Se sillabiamo la parola Visentium, (Vis-ent-ium) ci appare immediatamente riconoscibile la locuzione vis, s.f. di vires, virium, che rappresenta forza, vigore e che si può raffigurare in efficacia, importanza, ma anche essenza o carattere essenziale. Vis solis (la potenza del sole) oppure vis atque impetus flumini (la forza impetuosa delle acque). Vis è quindi elemento costitutivo, caratteristica, è quell’insieme di forze naturali o umane che generano un distinguo. Gli storici romani solevano utilizzare il termine per descrivere i propri eserciti, da sempre noti per compattezza e forza maggiore, vis maior (forza maggiore).
A questo punto abbiamo ritagliato il nostro pezzo di tradizione che andiamo a ricucire sul sistema iconografico contemporaneo.
Nascono un marchio e un logotipo dal forte connotato geo-storico e culturale.
Il logotipo è un segno tipografico che fonde in sé caratteri incisori-lapidari, con quelli di trascrizione stencil, entrambi esprimono la necessità dell’uomo di ricordare momenti storici o indicare percorsi. I primi in qualità di insignire valore o rimembranza, i secondi nell’atto di migliorare una condizione, di segnare una direzione con l’uso di una tecnica spontanea.

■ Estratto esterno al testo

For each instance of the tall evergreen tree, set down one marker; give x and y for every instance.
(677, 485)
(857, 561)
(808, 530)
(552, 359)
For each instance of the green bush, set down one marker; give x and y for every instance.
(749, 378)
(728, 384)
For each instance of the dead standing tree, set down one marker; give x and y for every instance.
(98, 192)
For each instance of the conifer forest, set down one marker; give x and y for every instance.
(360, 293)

Il risultato è un logotipo dal sapore storico da un nucleo di modernità, che esprime le caratteristiche della manufattura nell’epoca in cui si tende al virtuale o all’innaturale.

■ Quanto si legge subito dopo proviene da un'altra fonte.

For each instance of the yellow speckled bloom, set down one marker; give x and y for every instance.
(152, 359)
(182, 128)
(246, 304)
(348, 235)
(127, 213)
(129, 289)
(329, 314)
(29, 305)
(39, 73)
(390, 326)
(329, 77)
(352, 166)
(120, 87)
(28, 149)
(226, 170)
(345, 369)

Il pay-off, cultura e territorio, riprende quei fondamenti antropologici che collocano l’uomo al centro del rapporto natura/cultura, in nessun modo in antitesi, ma in continua evoluzione l’una nell’altra, in altre parole, la cultura plasma il territorio così come il territorio influenza lo status naturale dell’uomo, che è per definizione un soggetto bio-culturale.

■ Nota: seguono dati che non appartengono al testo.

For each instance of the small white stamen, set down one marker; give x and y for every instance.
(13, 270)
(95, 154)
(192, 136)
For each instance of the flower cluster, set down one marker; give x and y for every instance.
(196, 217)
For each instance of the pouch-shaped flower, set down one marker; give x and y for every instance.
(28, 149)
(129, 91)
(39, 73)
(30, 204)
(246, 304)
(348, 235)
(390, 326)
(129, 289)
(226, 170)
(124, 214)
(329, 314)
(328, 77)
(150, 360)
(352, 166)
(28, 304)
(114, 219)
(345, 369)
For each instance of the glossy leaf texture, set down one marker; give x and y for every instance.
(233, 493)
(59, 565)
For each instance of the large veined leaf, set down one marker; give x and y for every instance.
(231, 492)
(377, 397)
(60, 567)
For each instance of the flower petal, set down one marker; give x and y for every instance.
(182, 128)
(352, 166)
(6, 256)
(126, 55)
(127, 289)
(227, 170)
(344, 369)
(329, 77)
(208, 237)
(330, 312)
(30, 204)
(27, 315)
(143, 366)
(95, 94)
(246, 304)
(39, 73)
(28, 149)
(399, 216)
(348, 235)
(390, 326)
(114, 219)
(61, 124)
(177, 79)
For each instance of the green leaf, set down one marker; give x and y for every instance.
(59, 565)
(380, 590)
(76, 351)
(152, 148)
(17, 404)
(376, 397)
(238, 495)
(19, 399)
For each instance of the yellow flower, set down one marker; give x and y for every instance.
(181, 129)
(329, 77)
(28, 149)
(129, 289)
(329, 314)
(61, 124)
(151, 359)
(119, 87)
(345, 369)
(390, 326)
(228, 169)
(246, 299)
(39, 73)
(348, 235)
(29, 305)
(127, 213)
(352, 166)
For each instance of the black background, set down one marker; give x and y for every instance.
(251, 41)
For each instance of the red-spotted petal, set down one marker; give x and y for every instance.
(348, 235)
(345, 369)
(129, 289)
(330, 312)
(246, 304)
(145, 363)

Il marchio è evocazione di questo trittico rapporto uomo-cultura-natura, laddove per natura si intende il territorio; una foglia espressione della natura, attraversata da un fiume simbolo dell’unione di culture, che è anche vaso linfatico, venatura che trasporta l’ossigeno, vitale per l’uomo. È interessante soffermarsi sulla capacità trittica di questo segno grafico che nell’insieme delinea un paesaggio.
Grazie allo loro sintesi formale, il marchio e il logotipo denotano una spiccata versatilità d’uso in ogni applicazione, sia nella versione completa che in quella separata.
Il nuovo simbolo d’identità visiva da noi progettato viene quindi a formarsi su ciò che riteniamo più utile ed efficace ai fini di una più duratura comunicazione.
Il soggetto-utente identifica nel marchio quelle risorse, oggetto della propria esistenza, costitutive dell’identità senza lasciarlo così come semplice fruitore.